Ведь он отличный парень,

Он очень славный парень,

Он очень славный парень,

Известно это всем!

Надо было видеть, как расплывается в застенчивой и радостной улыбке вечно серьезное лицо Томми. Глен протиснулась к нему сквозь толпу и, вознамерившись не отпускать его до скончания века, вцепилась в его руку со всей силой. Она подняла к нему лицо, чуть ли не умоляя о поцелуе, но Томми лишь потрепал ее по плечу. Кэйди со стыдом призналась себе, что только невоспитанные люди, такие, как она и Джесс, вешаются друг другу на шею прямо у всех на глазах.

Том подошел и присел рядом с ними. Кэйди послала Глендолин многозначительный взгляд: «Не пора ли тебе вернуться к работе?», но Глен то ли не заметила, то ли сделала вид, что не поняла. Смирившись с поражением, Кэйди начала подниматься сама, но Том сказал: «Уайли не желает сознаваться», и она снова села. От такой интересной новости просто невозможно уйти.

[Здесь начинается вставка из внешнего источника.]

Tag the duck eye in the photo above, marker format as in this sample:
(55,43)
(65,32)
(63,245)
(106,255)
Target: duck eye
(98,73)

— Он потребовал адвоката, и мне пришлось телеграфировать в Джексонвилл, чтобы они кого-нибудь прислали. Это его право — я ничего не мог поделать.

Нестор Эйкс грязно выругался.

— Вот будет номер, если сукин сын все-таки сумеет отвертеться!

— Не сумеет, — возразил Уилл Шортер-младший. — Чуть ли не весь город слышал последние слова умирающего.

— Ну не скажи. Тебе и во сне не приснится, что за трюк может выкинуть какой-нибудь ловкий крючкотвор в модном костюме, чтобы отмазать клиента.

— О, я думаю, нам не стоит об этом беспокоиться, — сказал Том. — Мерл не сорвется с крючка.

— Как это?

Шериф откашлялся и погладил свою бородку. Томми с наслаждением купался в лучах славы, выпавшей на его долю. А почему бы и нет? Он имел на это право. В этот день он всем доказал, что не трус. Никто из жителей города больше никогда не назовет его Желтым Ливером.

— Уоррен Тэрли сегодня днем бежал из города. Это не стало для нас…

— О, черт, — перебила его Кэйди, вспомнив наконец, что должна ему рассказать. — Он украл мои деньги!

Том, нахмурившись, повернулся к ней.

— Что?

— Сегодня, где-то в течение дня, кто-то пробрался ко мне в комнату и украл две тысячи долларов. Мои сбережения.

Все, онемев, уставились на нее, но Кэйди не переставала поражаться тому, как философски она воспринимает случившееся с ней несчастье. Потянувшись, она под столом сжала колено Джесса. Наверное, все дело в том, что считать для себя самым важным. У нее на первом месте был любимый, а вовсе не деньги.